Overview
- Manufacturer: Kandi Technologies
- Production: March 2018–2021
- Assembly: China: Changxing

Body and chassis
- Class: Microvan
- Body style: 5-door van
- Layout: Front-engine, front-wheel-drive layout

Dimensions
- Wheelbase: 2,649 mm (104.3 in)
- Length: 3,974 mm (156.5 in)
- Width: 1,636 mm (64.4 in)
- Height: 1,625 mm (64.0 in)
- Curb weight: 1,315 kg (2,899 lb)

= Kandi K23 =

The Kandi K23 is a microvan produced by the Chinese manufacturer Kandi Technologies.

== Overview ==
The K23 model joined the Kandi brand's lineup as a small microvan with an avant-garde design.

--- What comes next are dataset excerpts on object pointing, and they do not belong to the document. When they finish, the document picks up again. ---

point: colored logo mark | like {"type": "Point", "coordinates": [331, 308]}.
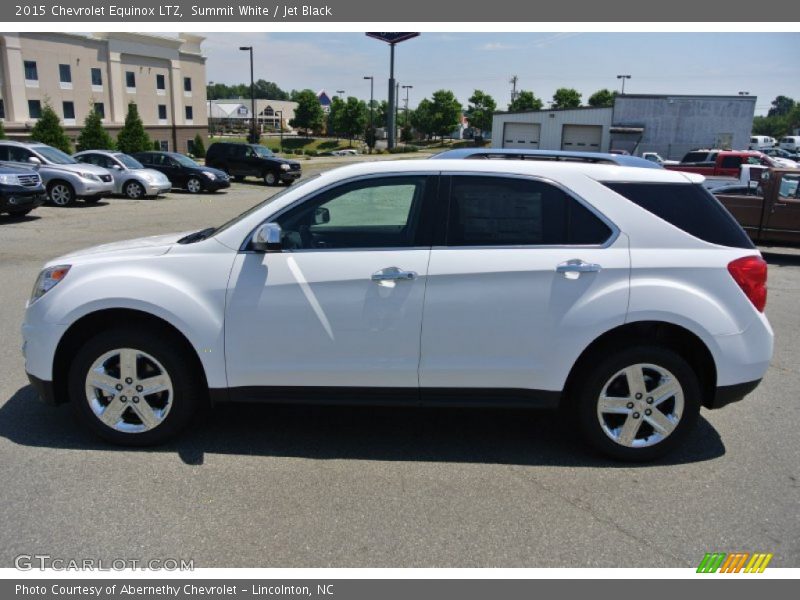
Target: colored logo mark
{"type": "Point", "coordinates": [736, 562]}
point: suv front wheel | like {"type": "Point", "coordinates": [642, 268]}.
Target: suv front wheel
{"type": "Point", "coordinates": [639, 403]}
{"type": "Point", "coordinates": [133, 387]}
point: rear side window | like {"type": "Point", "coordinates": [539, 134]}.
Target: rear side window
{"type": "Point", "coordinates": [688, 207]}
{"type": "Point", "coordinates": [500, 211]}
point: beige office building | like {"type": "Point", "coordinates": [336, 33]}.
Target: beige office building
{"type": "Point", "coordinates": [164, 76]}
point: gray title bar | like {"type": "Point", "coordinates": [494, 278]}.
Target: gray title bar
{"type": "Point", "coordinates": [465, 11]}
{"type": "Point", "coordinates": [730, 587]}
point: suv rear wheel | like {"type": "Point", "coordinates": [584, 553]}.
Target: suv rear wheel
{"type": "Point", "coordinates": [639, 403]}
{"type": "Point", "coordinates": [133, 387]}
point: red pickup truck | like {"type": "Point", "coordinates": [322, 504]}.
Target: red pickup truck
{"type": "Point", "coordinates": [726, 163]}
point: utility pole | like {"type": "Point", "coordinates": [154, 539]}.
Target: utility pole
{"type": "Point", "coordinates": [513, 82]}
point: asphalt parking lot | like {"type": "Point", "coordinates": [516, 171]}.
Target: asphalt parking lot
{"type": "Point", "coordinates": [343, 487]}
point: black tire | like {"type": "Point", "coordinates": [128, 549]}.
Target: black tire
{"type": "Point", "coordinates": [133, 190]}
{"type": "Point", "coordinates": [602, 370]}
{"type": "Point", "coordinates": [194, 185]}
{"type": "Point", "coordinates": [60, 193]}
{"type": "Point", "coordinates": [187, 391]}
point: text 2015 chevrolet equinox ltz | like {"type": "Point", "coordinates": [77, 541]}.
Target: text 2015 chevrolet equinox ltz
{"type": "Point", "coordinates": [630, 297]}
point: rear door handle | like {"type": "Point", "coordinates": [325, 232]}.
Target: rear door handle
{"type": "Point", "coordinates": [393, 274]}
{"type": "Point", "coordinates": [578, 266]}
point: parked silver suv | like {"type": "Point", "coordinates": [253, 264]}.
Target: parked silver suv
{"type": "Point", "coordinates": [64, 177]}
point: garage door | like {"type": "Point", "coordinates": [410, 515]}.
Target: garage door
{"type": "Point", "coordinates": [581, 138]}
{"type": "Point", "coordinates": [521, 135]}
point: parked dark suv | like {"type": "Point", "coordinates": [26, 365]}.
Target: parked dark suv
{"type": "Point", "coordinates": [183, 172]}
{"type": "Point", "coordinates": [21, 190]}
{"type": "Point", "coordinates": [242, 160]}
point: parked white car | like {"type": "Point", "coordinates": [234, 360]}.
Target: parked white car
{"type": "Point", "coordinates": [627, 296]}
{"type": "Point", "coordinates": [131, 178]}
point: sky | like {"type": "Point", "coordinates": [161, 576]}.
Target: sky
{"type": "Point", "coordinates": [764, 64]}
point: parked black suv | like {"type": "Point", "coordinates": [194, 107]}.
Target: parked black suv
{"type": "Point", "coordinates": [183, 172]}
{"type": "Point", "coordinates": [240, 160]}
{"type": "Point", "coordinates": [21, 190]}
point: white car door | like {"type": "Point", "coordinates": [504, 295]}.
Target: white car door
{"type": "Point", "coordinates": [341, 305]}
{"type": "Point", "coordinates": [527, 277]}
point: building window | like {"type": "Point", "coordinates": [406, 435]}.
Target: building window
{"type": "Point", "coordinates": [34, 109]}
{"type": "Point", "coordinates": [69, 110]}
{"type": "Point", "coordinates": [31, 72]}
{"type": "Point", "coordinates": [64, 74]}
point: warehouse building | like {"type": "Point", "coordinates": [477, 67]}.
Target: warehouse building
{"type": "Point", "coordinates": [164, 76]}
{"type": "Point", "coordinates": [636, 123]}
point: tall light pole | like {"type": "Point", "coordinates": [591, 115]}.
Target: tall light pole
{"type": "Point", "coordinates": [254, 137]}
{"type": "Point", "coordinates": [406, 88]}
{"type": "Point", "coordinates": [371, 142]}
{"type": "Point", "coordinates": [623, 77]}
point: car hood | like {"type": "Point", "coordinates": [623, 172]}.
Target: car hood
{"type": "Point", "coordinates": [147, 246]}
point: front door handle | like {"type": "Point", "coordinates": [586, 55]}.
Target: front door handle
{"type": "Point", "coordinates": [576, 266]}
{"type": "Point", "coordinates": [393, 274]}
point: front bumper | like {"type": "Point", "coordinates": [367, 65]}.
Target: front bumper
{"type": "Point", "coordinates": [17, 197]}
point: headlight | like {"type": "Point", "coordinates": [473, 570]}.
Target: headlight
{"type": "Point", "coordinates": [47, 279]}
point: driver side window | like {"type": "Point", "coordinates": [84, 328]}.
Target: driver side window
{"type": "Point", "coordinates": [375, 213]}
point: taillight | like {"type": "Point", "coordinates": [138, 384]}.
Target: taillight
{"type": "Point", "coordinates": [750, 273]}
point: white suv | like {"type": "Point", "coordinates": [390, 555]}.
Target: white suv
{"type": "Point", "coordinates": [629, 297]}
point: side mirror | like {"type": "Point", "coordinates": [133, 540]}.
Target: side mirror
{"type": "Point", "coordinates": [321, 215]}
{"type": "Point", "coordinates": [268, 238]}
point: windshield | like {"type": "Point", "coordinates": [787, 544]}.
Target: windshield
{"type": "Point", "coordinates": [129, 161]}
{"type": "Point", "coordinates": [263, 151]}
{"type": "Point", "coordinates": [184, 161]}
{"type": "Point", "coordinates": [55, 155]}
{"type": "Point", "coordinates": [260, 205]}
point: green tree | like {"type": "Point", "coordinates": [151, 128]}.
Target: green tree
{"type": "Point", "coordinates": [48, 130]}
{"type": "Point", "coordinates": [308, 115]}
{"type": "Point", "coordinates": [445, 113]}
{"type": "Point", "coordinates": [781, 106]}
{"type": "Point", "coordinates": [94, 136]}
{"type": "Point", "coordinates": [132, 137]}
{"type": "Point", "coordinates": [199, 146]}
{"type": "Point", "coordinates": [566, 98]}
{"type": "Point", "coordinates": [480, 110]}
{"type": "Point", "coordinates": [602, 98]}
{"type": "Point", "coordinates": [352, 118]}
{"type": "Point", "coordinates": [525, 100]}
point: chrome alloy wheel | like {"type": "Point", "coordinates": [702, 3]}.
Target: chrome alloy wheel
{"type": "Point", "coordinates": [129, 390]}
{"type": "Point", "coordinates": [640, 405]}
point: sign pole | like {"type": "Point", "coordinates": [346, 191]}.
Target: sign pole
{"type": "Point", "coordinates": [392, 100]}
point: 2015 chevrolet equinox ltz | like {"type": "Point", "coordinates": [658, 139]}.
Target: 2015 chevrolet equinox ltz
{"type": "Point", "coordinates": [630, 295]}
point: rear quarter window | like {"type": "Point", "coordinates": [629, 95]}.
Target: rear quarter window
{"type": "Point", "coordinates": [689, 207]}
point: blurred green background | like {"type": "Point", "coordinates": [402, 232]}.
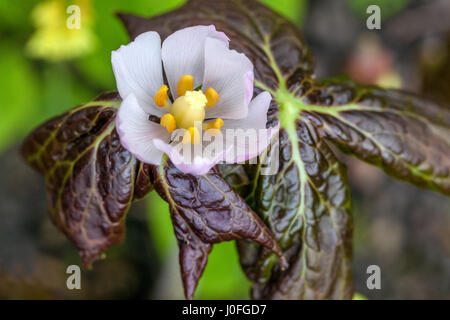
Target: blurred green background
{"type": "Point", "coordinates": [47, 69]}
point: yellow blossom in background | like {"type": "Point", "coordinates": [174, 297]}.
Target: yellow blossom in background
{"type": "Point", "coordinates": [53, 40]}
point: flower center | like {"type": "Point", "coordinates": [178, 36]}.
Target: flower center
{"type": "Point", "coordinates": [188, 110]}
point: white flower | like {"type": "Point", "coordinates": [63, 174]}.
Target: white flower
{"type": "Point", "coordinates": [211, 88]}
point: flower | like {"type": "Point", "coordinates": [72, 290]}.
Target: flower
{"type": "Point", "coordinates": [208, 93]}
{"type": "Point", "coordinates": [53, 40]}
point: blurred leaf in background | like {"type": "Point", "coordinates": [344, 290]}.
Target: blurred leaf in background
{"type": "Point", "coordinates": [387, 7]}
{"type": "Point", "coordinates": [294, 10]}
{"type": "Point", "coordinates": [49, 68]}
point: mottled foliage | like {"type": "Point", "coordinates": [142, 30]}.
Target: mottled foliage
{"type": "Point", "coordinates": [302, 210]}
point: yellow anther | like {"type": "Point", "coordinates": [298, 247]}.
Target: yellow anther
{"type": "Point", "coordinates": [191, 136]}
{"type": "Point", "coordinates": [161, 97]}
{"type": "Point", "coordinates": [212, 96]}
{"type": "Point", "coordinates": [186, 83]}
{"type": "Point", "coordinates": [213, 128]}
{"type": "Point", "coordinates": [168, 122]}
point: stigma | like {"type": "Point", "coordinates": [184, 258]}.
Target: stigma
{"type": "Point", "coordinates": [188, 110]}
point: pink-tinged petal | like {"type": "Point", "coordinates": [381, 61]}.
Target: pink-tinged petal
{"type": "Point", "coordinates": [244, 150]}
{"type": "Point", "coordinates": [252, 137]}
{"type": "Point", "coordinates": [229, 73]}
{"type": "Point", "coordinates": [249, 79]}
{"type": "Point", "coordinates": [138, 69]}
{"type": "Point", "coordinates": [257, 114]}
{"type": "Point", "coordinates": [137, 132]}
{"type": "Point", "coordinates": [183, 52]}
{"type": "Point", "coordinates": [197, 163]}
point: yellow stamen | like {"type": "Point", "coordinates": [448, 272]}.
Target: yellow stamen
{"type": "Point", "coordinates": [191, 136]}
{"type": "Point", "coordinates": [186, 83]}
{"type": "Point", "coordinates": [168, 122]}
{"type": "Point", "coordinates": [213, 128]}
{"type": "Point", "coordinates": [189, 109]}
{"type": "Point", "coordinates": [212, 96]}
{"type": "Point", "coordinates": [161, 97]}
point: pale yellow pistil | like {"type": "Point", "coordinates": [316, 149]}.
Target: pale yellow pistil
{"type": "Point", "coordinates": [188, 110]}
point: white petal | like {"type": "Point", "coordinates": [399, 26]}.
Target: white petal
{"type": "Point", "coordinates": [257, 114]}
{"type": "Point", "coordinates": [137, 132]}
{"type": "Point", "coordinates": [183, 52]}
{"type": "Point", "coordinates": [254, 137]}
{"type": "Point", "coordinates": [231, 74]}
{"type": "Point", "coordinates": [196, 164]}
{"type": "Point", "coordinates": [138, 69]}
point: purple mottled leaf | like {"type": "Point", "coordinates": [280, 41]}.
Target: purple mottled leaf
{"type": "Point", "coordinates": [89, 175]}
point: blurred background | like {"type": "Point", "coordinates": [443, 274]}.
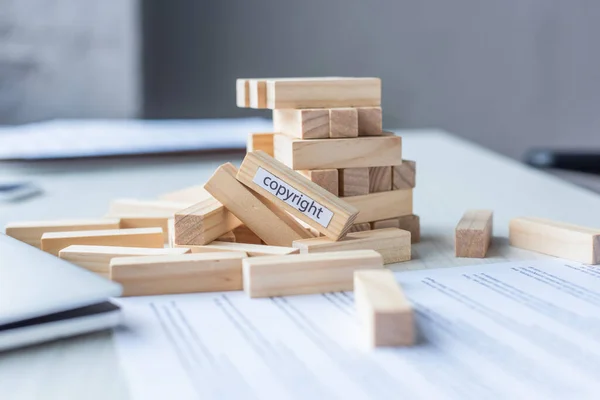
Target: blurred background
{"type": "Point", "coordinates": [509, 75]}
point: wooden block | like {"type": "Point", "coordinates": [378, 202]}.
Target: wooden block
{"type": "Point", "coordinates": [555, 238]}
{"type": "Point", "coordinates": [354, 181]}
{"type": "Point", "coordinates": [260, 141]}
{"type": "Point", "coordinates": [384, 311]}
{"type": "Point", "coordinates": [302, 123]}
{"type": "Point", "coordinates": [97, 258]}
{"type": "Point", "coordinates": [393, 244]}
{"type": "Point", "coordinates": [474, 233]}
{"type": "Point", "coordinates": [31, 232]}
{"type": "Point", "coordinates": [253, 250]}
{"type": "Point", "coordinates": [53, 242]}
{"type": "Point", "coordinates": [297, 195]}
{"type": "Point", "coordinates": [369, 121]}
{"type": "Point", "coordinates": [380, 179]}
{"type": "Point", "coordinates": [384, 205]}
{"type": "Point", "coordinates": [328, 179]}
{"type": "Point", "coordinates": [343, 122]}
{"type": "Point", "coordinates": [271, 226]}
{"type": "Point", "coordinates": [404, 175]}
{"type": "Point", "coordinates": [371, 151]}
{"type": "Point", "coordinates": [186, 273]}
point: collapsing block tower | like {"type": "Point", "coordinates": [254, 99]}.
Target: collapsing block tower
{"type": "Point", "coordinates": [330, 130]}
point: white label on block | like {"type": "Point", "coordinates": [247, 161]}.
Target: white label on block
{"type": "Point", "coordinates": [293, 197]}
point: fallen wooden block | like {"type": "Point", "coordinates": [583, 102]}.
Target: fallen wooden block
{"type": "Point", "coordinates": [384, 311]}
{"type": "Point", "coordinates": [172, 274]}
{"type": "Point", "coordinates": [53, 242]}
{"type": "Point", "coordinates": [368, 151]}
{"type": "Point", "coordinates": [473, 234]}
{"type": "Point", "coordinates": [97, 258]}
{"type": "Point", "coordinates": [305, 273]}
{"type": "Point", "coordinates": [295, 194]}
{"type": "Point", "coordinates": [555, 238]}
{"type": "Point", "coordinates": [31, 232]}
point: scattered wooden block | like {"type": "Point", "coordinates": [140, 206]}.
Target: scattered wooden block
{"type": "Point", "coordinates": [404, 175]}
{"type": "Point", "coordinates": [393, 244]}
{"type": "Point", "coordinates": [368, 151]}
{"type": "Point", "coordinates": [185, 273]}
{"type": "Point", "coordinates": [302, 123]}
{"type": "Point", "coordinates": [305, 273]}
{"type": "Point", "coordinates": [384, 205]}
{"type": "Point", "coordinates": [555, 238]}
{"type": "Point", "coordinates": [384, 311]}
{"type": "Point", "coordinates": [97, 258]}
{"type": "Point", "coordinates": [31, 232]}
{"type": "Point", "coordinates": [473, 234]}
{"type": "Point", "coordinates": [354, 181]}
{"type": "Point", "coordinates": [295, 194]}
{"type": "Point", "coordinates": [53, 242]}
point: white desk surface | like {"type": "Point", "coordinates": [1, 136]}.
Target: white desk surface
{"type": "Point", "coordinates": [452, 176]}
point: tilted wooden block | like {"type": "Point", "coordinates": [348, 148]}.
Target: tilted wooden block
{"type": "Point", "coordinates": [297, 195]}
{"type": "Point", "coordinates": [474, 233]}
{"type": "Point", "coordinates": [384, 205]}
{"type": "Point", "coordinates": [555, 238]}
{"type": "Point", "coordinates": [272, 226]}
{"type": "Point", "coordinates": [185, 273]}
{"type": "Point", "coordinates": [393, 244]}
{"type": "Point", "coordinates": [305, 273]}
{"type": "Point", "coordinates": [385, 313]}
{"type": "Point", "coordinates": [368, 151]}
{"type": "Point", "coordinates": [31, 232]}
{"type": "Point", "coordinates": [53, 242]}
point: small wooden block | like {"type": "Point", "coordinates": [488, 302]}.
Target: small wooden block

The car features a richly sculpted, monocoque silhouette, distinguished by soaring, high-mounted headlights and a chrome-trimmed air intake at the front, while the rear is adorned with pillar-mounted taillights.

== Production ==
Along with the smaller K27 model, the K23 marked the manufacturer's entry to the United States market in the second half of 2020.

== Specifications ==
The electric system of the Kandi K23 is made of a battery with a capacity of 41.4 kWh, which provides a maximum range of up to 280 kilometers per charge. Replenishing the full condition of the batteries takes about 7.5 hours.